I did something this year about plants that I will never do again, unless someone in England can recommend a better supplier. Last year I bought my plants from a garden centre and my children bought me some lovely perennials for Mother's Day from a supplier called Crocus. They were really good plants. This year I bought a few more perennials by post and then decided to buy my bedding plants that way, although they come as plug plants you seemed to get a good quantity of them. Once again my children said they would buy me some for Mother's Day, so with their order and me ordering as well the firm J. Parker's has had a substantial order from us.
The Blue tit, I love watching them crawl up the wall of my barn and swing from its gutters, such entertaining acrobats.
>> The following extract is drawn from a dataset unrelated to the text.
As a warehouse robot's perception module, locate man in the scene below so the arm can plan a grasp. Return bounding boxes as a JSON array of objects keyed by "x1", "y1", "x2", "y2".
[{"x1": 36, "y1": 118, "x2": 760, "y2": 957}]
I have not been at all happy with the way the plants are arriving, obviously they send them out as they are ready, but this means they come in small dribs and drabs, my bigger complaint is the state of some of these plants. They come in plugs of 66, which as soon as I get I have been opening and potting on before putting their permanent homes. I am beginning to notice the plants that are slightly more mature and are sent out in slightly larger cases, such as the Geraniums and ground cover plants are all doing well, but I have lost half of my petunias, and nearly all my trailing geraniums. I am feeling very disgruntled about these as I not used to plants dying on me. I think I have learnt my lesson with bedding plants, back to the garden centre.
The Mistle or Missel Thrush, they are becoming rare in England, but not if you know where to find them. There is a beautiful one visits my garden.
After doing some gardening yesterday, I sat in the garden, watching the birds, there is a tremendous amount of bird activity at the moment. Just sitting in my garden chair, I watched different types of the tit and finch family, plus of course, common or garden sparrows, blackbirds and thrushes, including the beautiful mistle thrush, my crows, who don't wish to be photographed, plus the collared doves and wood pigeons. I counted eighteen varieties of bird life in one half hour. Whilst I was sitting there drinking a cup of coffee, Mr Heron flew over my garden and I was fascinated to see he was carrying quite a large fish in his claws, he must have been taking it home to the heronry. A Rook was chasing him as he had flown too near the rookery, though, the rook seemed to think he was chasing the heron, I could see Mr. Heron, was treating the rook with distain. The Heron is marvellous to watch, those great wings that seem to go so far without flapping, he is a silent flyer. Magic.!
The wonderful mystical Mr. Heron, to see him fly across an early moon at twilight is an uplifting magical experience.
All my other endeavours are now geared towards my exhibition, I have had a constant stream of visitors from outlying hamlets and villages, asking if the History Lady lives here, and dropping off old photographs and old documents. I am scanning and reprinting a lot of the old photographs, for two reasons, one I wouldn't like anything to happen to someone's personal belongings, and two, you can clean up the quality slightly of the photographs and make them clearer, the same goes for the documents. I have had other members distributing flyers but there is just me and someone assisting me, very ably, organising everything. The manpower of the group will be put to use early tomorrow morning when the display boards arrive and need to be assembled and the tables and chairs set out. I also have got a tea rota going, and have made ID badges for the actual Group so visitors will know the people to ask questions of. I hope the weather says good, because if people are going out for the day, they probably could pop into the exhibition first. Keep your fingers crossed that it is a success and think of me and my modest exhibition tomorrow.
This is a painting of Sir Philip Howard, of Corby Castle, sitting very elegantly surveying his land. Great Corby is one of our next villages and that is my local river that is the backdrop to the painting. The Howards did own most of our village at one time. You can see their coat of arms and insignia on some of the houses in the village.